Hurricane reaches Mexico

Updated 09.35 Sun Oct 12 2008

Hurricane Norbert has made landfall over mainland Mexico but is weakening, weather officials have said.

The Category 1 hurricane's centre made landfall about 25 miles southeast of Huatabampo with maximum winds near 85mph, according to the US National Hurricane Centre in Miami.

Streets turned into rushing, knee-deep rivers in Ciudad Constitucion, on the southern peninsula

Since then, the hurricane's maximum winds have decreased to near 75mph and rapid weakening is likely as the hurricane moves over Mexico's mountainous terrain.

Remnants of the storm would likely move into the southwestern United States Sunday evening, the centre said.

Norbert crossed over the Mexican mainland after tearing off roofs and forcing hundreds of people to flee widespread flooding on the Baja California peninsula.

It hit land near Puerto Charley on Baja's southwest coast as a Category 2 hurricane, but weakened to Category 1 after emerging over the Gulf of California, the centre said.

Baja residents fled to shelters in school buses and army trucks as floodwaters rose in their homes.
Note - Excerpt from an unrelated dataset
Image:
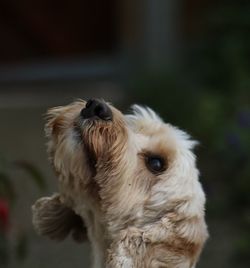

Winds uprooted palm trees and the water rose knee-high in some streets of the town of Puerto San Carlos.

Streets turned into rushing, knee-deep rivers in Ciudad Constitucion, on the southern peninsula.

More than 2,000 people were in the city's shelters, many of them from coastal villages where nearly all homes had lost their roofs, said Miguel Arevalos, the local Civil Protection director.